= Metu Zuria =

District in Oromia Region, Ethiopia

Metu Zuria is a woreda in Oromia Region, Ethiopia. Part of the Illubabor Zone, Metu Zuria is bordered on the south by Ale, on the southwest by Bure, on the west by the Kelem Welega Zone, on the north by Darimu, on the northeast by Supena Sodo, on the east by Yayu and on the southeast by Southern Nations, Nationalities and Peoples Region. The former Metu woreda was separated for Bicho, Bilo Nopha and Metu Zuria woredas and Metu Town.

== Overview ==
Rivers in this woreda include the Sor. A local landmark is the Sor River waterfalls, located 13 kilometers southeast of the town of Metu, near the village of Bechu; at least one travel guide describes these falls as "beautiful". Coffee is an important cash crop of Metu; over 50 square kilometers are planted with this crop.

Ethio-Wetland, a non-governmental organization, assisted by funding from the Japanese Embassy, in February 2009 dug 32 hand-dug wells, which increased zonal water supply coverage from 30% to 50%. Further Ethio-Wetland, which is also engaged in water and soil conservation, wetland care, and providing seeds and agriculture tools, was completing the digging of five more wells, which would meet the needs of about 2,000 more people.

== Demographics ==
The 2007 national census reported a total population for this woreda of 61,954, of whom 30,982 were men and 30,972 were women; none of its population were urban dwellers. The majority of the inhabitants were Protestant, with 40.67% of the population reporting they observed this belief, while 30.37% of the population said they practised Ethiopian Orthodox Christianity, and 28.75% were Moslem.

Based on figures published by the Central Statistical Agency in 2005, this woreda has an estimated total population of 154,927, of whom 77,565 are men and 77,362 are women; 38,217 or 24.67% of its population are urban dwellers, which is greater than the Zone average of 12%. With an estimated area of 1,461.41 square kilometers, Metu has an estimated population density of 106 people per square kilometer, which is greater than the Zone average of 72.3.

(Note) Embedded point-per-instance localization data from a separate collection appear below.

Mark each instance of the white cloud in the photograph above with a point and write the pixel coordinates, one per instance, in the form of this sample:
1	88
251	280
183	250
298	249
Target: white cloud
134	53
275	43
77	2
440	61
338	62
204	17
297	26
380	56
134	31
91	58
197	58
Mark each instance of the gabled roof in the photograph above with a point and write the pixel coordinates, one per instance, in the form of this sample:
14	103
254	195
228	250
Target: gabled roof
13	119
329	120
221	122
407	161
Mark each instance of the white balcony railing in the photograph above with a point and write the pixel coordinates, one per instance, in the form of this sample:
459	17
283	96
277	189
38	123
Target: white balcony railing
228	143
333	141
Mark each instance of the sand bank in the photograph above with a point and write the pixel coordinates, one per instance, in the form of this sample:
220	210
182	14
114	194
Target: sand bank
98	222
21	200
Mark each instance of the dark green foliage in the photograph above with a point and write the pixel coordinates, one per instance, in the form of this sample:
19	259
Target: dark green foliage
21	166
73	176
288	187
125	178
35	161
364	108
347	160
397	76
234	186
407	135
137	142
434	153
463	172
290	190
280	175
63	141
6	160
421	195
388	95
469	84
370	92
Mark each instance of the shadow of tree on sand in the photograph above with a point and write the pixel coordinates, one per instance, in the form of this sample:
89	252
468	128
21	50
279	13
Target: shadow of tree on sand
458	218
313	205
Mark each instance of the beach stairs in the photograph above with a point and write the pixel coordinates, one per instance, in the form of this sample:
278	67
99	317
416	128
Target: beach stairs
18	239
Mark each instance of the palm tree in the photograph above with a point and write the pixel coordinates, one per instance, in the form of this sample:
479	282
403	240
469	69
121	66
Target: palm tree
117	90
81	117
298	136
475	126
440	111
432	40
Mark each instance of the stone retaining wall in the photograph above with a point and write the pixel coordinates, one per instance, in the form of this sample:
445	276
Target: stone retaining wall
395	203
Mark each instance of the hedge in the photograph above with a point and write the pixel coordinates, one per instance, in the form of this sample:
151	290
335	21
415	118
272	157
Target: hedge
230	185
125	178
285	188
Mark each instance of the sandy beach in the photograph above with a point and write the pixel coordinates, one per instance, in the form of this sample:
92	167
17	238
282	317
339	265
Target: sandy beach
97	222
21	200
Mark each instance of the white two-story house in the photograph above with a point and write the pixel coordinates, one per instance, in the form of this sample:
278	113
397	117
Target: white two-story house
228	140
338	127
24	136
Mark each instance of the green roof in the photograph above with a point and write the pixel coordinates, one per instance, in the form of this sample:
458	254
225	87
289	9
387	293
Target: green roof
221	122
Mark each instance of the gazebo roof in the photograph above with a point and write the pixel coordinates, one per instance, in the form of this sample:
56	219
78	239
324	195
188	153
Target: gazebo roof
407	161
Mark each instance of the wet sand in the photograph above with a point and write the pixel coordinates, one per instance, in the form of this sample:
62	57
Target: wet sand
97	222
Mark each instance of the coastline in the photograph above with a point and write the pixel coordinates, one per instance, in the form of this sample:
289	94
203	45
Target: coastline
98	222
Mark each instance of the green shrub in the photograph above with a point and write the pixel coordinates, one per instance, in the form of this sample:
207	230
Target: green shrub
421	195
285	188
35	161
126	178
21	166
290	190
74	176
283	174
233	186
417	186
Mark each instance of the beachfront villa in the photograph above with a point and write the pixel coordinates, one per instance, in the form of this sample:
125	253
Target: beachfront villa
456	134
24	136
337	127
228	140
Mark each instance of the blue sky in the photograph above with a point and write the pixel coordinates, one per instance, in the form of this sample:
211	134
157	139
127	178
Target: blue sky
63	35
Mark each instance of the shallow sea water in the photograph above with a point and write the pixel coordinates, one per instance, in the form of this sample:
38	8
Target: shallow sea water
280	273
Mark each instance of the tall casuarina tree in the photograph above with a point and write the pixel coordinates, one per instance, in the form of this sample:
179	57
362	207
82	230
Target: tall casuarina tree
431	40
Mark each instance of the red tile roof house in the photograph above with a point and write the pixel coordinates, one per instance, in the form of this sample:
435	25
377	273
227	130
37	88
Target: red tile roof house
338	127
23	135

The 1994 national census reported a total population for this woreda of 106,294, of whom 52,925 were men and 53,369 women; 21,350 or 20.09% of its population were urban dwellers at the time. The three largest ethnic groups reported in Metu were the Oromo (86.25%), the Amhara (9.69%), and the Tigrayan (1.61%); all other ethnic groups made up 2.45% of the population. Oromiffa was spoken as a first language by 88.49%, 8.92% Amharic, and 1.35% Tigrinya; the remaining 1.24% spoke all other primary languages reported. The plurality of the inhabitants professed Ethiopian Orthodox Christianity, with 46.89% of the population reporting they practiced that belief, while 35.18% of the population said they were Muslim, and 17.5% were Protestant.